Christelijke encyclopedie

F.W. Grosheide (1926)

Gepubliceerd op 29-12-2019

Thimna

betekenis & definitie

In het Oude Testament wordt melding gemaakt van drie wel te onderscheiden plaatsen, die den naam Timna (minder juist Timnath) gedragen hebben.

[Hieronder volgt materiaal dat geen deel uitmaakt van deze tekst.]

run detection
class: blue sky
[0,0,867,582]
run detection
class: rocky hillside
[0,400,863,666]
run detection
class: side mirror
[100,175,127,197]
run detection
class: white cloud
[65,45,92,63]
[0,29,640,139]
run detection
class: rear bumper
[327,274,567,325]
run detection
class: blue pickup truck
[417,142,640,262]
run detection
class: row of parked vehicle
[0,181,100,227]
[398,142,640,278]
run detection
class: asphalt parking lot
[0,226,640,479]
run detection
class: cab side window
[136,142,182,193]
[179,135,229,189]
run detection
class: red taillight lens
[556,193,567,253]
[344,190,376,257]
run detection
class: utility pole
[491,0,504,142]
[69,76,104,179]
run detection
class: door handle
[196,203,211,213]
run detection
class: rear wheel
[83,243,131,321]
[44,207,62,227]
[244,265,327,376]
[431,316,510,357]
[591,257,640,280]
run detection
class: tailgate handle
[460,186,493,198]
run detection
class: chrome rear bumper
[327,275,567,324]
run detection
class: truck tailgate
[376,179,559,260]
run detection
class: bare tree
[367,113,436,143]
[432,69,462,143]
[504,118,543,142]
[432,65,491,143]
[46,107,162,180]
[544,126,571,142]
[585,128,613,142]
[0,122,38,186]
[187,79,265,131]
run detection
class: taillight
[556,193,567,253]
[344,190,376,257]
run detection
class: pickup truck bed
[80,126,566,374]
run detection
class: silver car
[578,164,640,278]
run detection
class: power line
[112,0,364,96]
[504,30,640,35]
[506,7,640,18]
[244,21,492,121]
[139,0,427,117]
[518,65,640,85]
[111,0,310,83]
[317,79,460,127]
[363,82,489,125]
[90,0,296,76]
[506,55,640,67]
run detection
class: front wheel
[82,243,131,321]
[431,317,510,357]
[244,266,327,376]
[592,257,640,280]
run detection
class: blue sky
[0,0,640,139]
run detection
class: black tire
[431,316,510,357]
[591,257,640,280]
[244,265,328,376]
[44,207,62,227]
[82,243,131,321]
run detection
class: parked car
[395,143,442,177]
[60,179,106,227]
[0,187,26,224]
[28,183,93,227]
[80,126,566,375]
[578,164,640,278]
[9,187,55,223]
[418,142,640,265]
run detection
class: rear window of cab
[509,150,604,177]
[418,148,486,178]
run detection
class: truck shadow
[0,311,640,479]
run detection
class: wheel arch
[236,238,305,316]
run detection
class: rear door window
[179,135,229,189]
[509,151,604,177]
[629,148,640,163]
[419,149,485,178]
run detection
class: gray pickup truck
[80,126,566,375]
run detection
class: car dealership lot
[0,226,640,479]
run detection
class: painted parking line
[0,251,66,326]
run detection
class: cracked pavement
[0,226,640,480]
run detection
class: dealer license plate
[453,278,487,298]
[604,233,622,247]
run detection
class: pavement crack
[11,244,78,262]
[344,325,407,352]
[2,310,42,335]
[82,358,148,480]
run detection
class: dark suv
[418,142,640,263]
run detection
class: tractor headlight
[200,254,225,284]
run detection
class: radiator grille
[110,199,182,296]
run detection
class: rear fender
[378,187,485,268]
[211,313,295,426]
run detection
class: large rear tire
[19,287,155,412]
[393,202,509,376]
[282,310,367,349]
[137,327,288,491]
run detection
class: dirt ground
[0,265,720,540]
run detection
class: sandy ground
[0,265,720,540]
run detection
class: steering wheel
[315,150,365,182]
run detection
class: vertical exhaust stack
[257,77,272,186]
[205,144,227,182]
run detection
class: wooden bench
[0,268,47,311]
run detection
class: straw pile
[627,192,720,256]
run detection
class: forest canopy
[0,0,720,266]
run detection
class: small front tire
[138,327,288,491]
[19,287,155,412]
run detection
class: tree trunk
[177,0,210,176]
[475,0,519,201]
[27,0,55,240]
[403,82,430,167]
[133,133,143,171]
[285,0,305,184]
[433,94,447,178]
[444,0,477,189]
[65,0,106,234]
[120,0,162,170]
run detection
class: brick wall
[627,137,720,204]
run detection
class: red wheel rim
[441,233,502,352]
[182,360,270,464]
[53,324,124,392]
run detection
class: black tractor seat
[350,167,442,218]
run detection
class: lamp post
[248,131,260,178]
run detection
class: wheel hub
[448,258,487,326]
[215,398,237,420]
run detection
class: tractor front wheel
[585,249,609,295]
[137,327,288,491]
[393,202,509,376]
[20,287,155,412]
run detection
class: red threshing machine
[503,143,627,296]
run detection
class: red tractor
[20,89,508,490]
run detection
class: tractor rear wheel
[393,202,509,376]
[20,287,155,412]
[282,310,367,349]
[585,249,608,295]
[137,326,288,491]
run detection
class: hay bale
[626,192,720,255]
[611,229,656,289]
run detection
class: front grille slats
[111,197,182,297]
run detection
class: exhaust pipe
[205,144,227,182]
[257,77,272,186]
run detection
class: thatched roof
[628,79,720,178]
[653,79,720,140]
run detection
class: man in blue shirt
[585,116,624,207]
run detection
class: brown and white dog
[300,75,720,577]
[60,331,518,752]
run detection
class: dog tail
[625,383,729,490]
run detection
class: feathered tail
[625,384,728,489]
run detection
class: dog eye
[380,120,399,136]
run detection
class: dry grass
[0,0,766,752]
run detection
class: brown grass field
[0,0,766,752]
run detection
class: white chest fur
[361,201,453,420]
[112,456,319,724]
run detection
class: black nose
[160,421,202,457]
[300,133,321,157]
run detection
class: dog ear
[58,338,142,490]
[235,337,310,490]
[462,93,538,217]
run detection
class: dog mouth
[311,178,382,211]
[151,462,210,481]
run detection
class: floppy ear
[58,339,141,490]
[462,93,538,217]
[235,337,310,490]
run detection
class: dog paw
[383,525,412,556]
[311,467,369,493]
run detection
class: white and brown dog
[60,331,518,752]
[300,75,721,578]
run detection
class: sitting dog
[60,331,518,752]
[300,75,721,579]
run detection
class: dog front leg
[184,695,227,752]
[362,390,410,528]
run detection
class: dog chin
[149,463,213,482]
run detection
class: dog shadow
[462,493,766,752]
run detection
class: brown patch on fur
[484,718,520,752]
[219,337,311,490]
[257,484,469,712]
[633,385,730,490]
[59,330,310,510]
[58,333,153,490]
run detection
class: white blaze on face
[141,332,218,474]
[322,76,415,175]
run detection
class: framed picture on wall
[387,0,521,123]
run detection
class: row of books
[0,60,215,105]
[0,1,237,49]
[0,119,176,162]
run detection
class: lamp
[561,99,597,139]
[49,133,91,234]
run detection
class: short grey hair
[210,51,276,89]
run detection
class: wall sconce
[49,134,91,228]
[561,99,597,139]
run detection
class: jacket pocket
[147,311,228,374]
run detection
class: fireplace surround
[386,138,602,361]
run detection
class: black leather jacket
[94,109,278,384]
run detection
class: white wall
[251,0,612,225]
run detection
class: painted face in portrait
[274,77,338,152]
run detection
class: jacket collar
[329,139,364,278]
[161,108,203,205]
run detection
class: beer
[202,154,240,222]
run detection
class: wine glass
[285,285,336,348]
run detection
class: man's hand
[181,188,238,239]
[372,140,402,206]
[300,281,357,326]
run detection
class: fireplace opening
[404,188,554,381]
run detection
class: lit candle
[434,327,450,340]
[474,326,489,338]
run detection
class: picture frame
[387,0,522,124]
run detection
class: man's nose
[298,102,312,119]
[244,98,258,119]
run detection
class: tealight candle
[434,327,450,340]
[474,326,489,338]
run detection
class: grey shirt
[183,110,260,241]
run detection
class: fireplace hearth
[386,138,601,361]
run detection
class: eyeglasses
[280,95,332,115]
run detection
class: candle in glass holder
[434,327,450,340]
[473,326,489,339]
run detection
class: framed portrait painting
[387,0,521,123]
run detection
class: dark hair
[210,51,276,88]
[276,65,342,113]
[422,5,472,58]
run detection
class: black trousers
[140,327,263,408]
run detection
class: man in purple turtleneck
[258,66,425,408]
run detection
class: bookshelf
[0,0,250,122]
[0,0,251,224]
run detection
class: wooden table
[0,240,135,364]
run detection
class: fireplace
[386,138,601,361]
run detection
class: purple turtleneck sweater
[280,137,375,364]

1°. De eerste wordt Joz. 15 : 57 genoemd als aan Juda toegewezen en maakte deel uit van de groep Maon en Karmel, wat ons brengt in het gebied ten Zuiden van Hebron. Het kan dus niet geïdentificeerd worden met het huidige Tibnè ten Westen van Bethlehem. Dat het bedoeld zou zijn in Gen. 38 : 12—14 is niet waarschijnlijk. Het verhaal zelf brengt ons veel Noordelijker, waarschijnlijk naar
2°. Timna, dat in Joz. 15 : 10 genoemd wordt naast Beth-Semes. Dat heeft derhalve gelegen aan de Noordelijke grens van Juda, waarschijnlijk op de Zuidelijke helling van het dal van Sorek (m.a.w. het huidige Tibnè in de wadi Sarar), de kortste weg om van Judea naar Filistéa te komen. In Joz. 19 : 43 wordt het aan Dan toegekend, maar uit Richt. 14 : 1 blijkt, dat het in den Richterentijd in de handen der Filistijnen was. In de dagen van Achaz wordt het met andere plaatsen door de Filistijnen heroverd (2 Kron. 28 : 18) en in 701 wordt het door Sanherib ingenomen kort na den slag bij Eltëkë.
3°. Het derde Timna staat bekend als Jozua’s woonplaats, waar hij ook begraven is (Joz. 24:30, Richt. 2 : 9). Nu komt er hier altijd een nadere bepaling bij: Timnath-Chères (Richt. 2 : 9) of Timnath-Sèrach (Joz. 19:50, 24:30). Het eerste alleen geeft een zin: het zorfne-Timna, wat dus een herinnering inhoudt aan een bekende vereering van den zonnegod. Timnath-Sèrach geeft geen zin. Maar nu is Sèrach het omgekeerde van Chères. Waarschijnlijk staan we hier dus voor een opzettelijke naamsverandering. Men wilde Jozua’s naam niet verbinden aan dien van een plaats, waar vroeger dergelijke heidensche practijken in eere waren. Waarschijnlijk is het het huidige Tibnè in het oude gebied van Efraïm, ten Noord-Westen van Bethel, waar interessante graven zijn gevonden.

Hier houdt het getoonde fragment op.